Our Program Coordinator
Message from the Coordinator
As the coordinator of the Journey Through Our Heritage (JTOH) program at Metropolitan State University of Denver, I am very excited to be part of this wonderful project. The hard work and dedication of those who created the Journey has been a labor of love for many years. It is a great honor for me to continue this work.
We stand alone nationwide in our endeavor. There is no other program like ours in the country. What we are building will become a model both regionally and internationally for other Hispanic Serving Institutions.

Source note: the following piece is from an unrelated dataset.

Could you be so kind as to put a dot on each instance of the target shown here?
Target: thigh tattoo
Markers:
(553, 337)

Chicana/o Studies along with African American Studies believe that this unique program will instill in the hearts of our college students and the high school teams we work with the spirit of cooperation and stewardship that is the legacy of our ancestors. The Journey is about team work, community service, honoring our ancestors, knowing our history, excellence in academics and striving for a better tomorrow by engaging the minds of our youth in thought provoking competition.

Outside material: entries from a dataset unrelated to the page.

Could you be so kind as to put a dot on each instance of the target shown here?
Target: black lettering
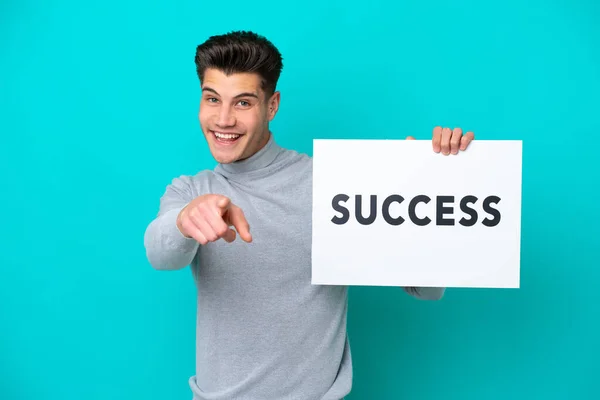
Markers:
(492, 211)
(373, 210)
(335, 203)
(412, 213)
(385, 210)
(441, 210)
(468, 210)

We are all from indigenous peoples and the past has much to teach us about being caretakers of the Earth. As we embark on the newest leg of our journey together we invite you to join as we explore new horizons and celebrate the bright future of our students.
Dr. Renee Fajardo
Dr. Fajardo has long been an advocate of children's and family rights. Her work with art education, literacy, and community programming have crossed all borders and boundaries. The former director of the Crossover Project, a nonprofit cultural arts education program, Dr. Fajardo has organized summer camps for at risk children, implemented high school cultural workshops, and helped provide cultural programming to thousands of students in the past 15 years.

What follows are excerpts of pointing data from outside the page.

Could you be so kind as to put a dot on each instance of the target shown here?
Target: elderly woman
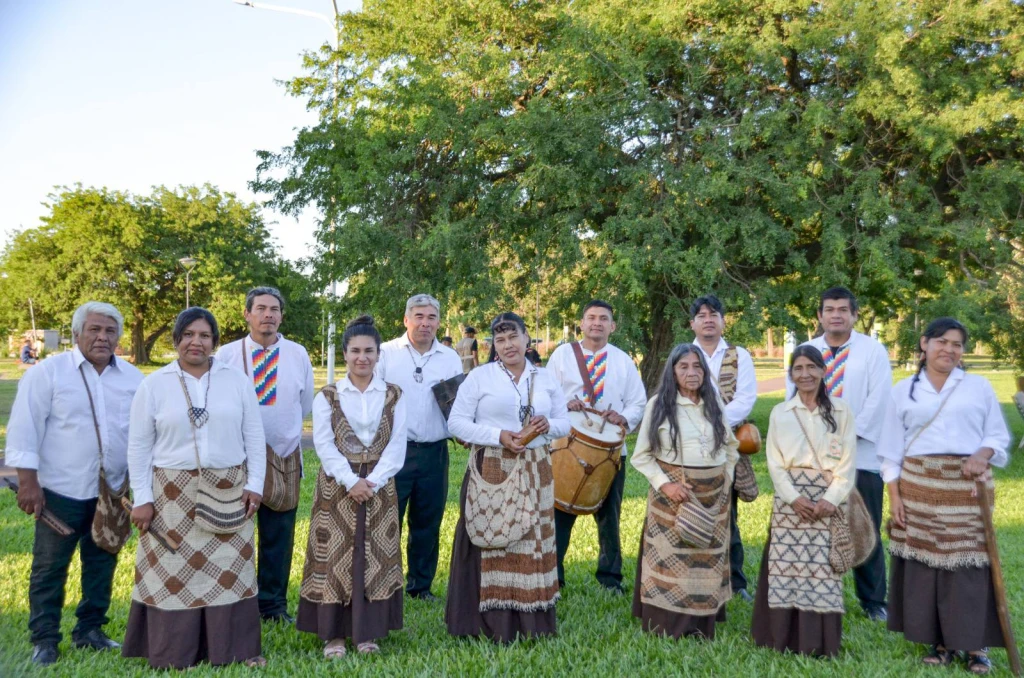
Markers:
(504, 588)
(196, 459)
(687, 452)
(944, 430)
(351, 587)
(810, 451)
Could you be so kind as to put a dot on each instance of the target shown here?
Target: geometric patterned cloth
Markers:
(265, 374)
(799, 573)
(675, 576)
(835, 369)
(328, 577)
(208, 569)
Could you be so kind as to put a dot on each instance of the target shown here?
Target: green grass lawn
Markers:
(597, 637)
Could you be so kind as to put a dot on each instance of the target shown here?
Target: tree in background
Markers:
(121, 248)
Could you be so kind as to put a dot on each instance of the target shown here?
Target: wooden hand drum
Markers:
(585, 464)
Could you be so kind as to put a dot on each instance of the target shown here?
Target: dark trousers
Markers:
(736, 576)
(273, 559)
(609, 559)
(51, 555)
(870, 577)
(422, 485)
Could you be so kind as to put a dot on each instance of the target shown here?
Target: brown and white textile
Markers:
(799, 573)
(677, 577)
(522, 577)
(944, 528)
(330, 551)
(208, 569)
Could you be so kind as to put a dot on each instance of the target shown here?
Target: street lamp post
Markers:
(331, 328)
(187, 263)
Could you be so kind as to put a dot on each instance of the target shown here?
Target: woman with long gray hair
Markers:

As a board member of many cultural-nonprofit organizations throughout the state of Colorado, Dr. Fajardo has extensive knowledge of cultural, ceremonial, and community traditions of numerous indigenous people. Her own Chicana/Native American (Picuris Pueblo) and European roots allow her to be sensitive to the many nuances that face today students of color.
A Denver native and graduate of the University of Nebraska, College of she is also a freelance writer specializing in the South West. She has published articles dealing with subjects ranging from the migrant farm worker crisis in America to the importance of cultural art in impoverished neighborhoods to profiling success stories of immigrant families who own their own businesses.
She is also the co-author of the Holy Mole Guacamole Tummy Tale series with Carl Ruby, a series of four children books on food, culture, and family. She co-produced the Return of the Corn Mothers exhibition, a Colorado Endowment for the Humanities Award recipient for 2009, along with master photographer Todd Pierson. She strongly believes that community is family and through our connection to our past and ancestral ways we can empathize with others in a compassionate way.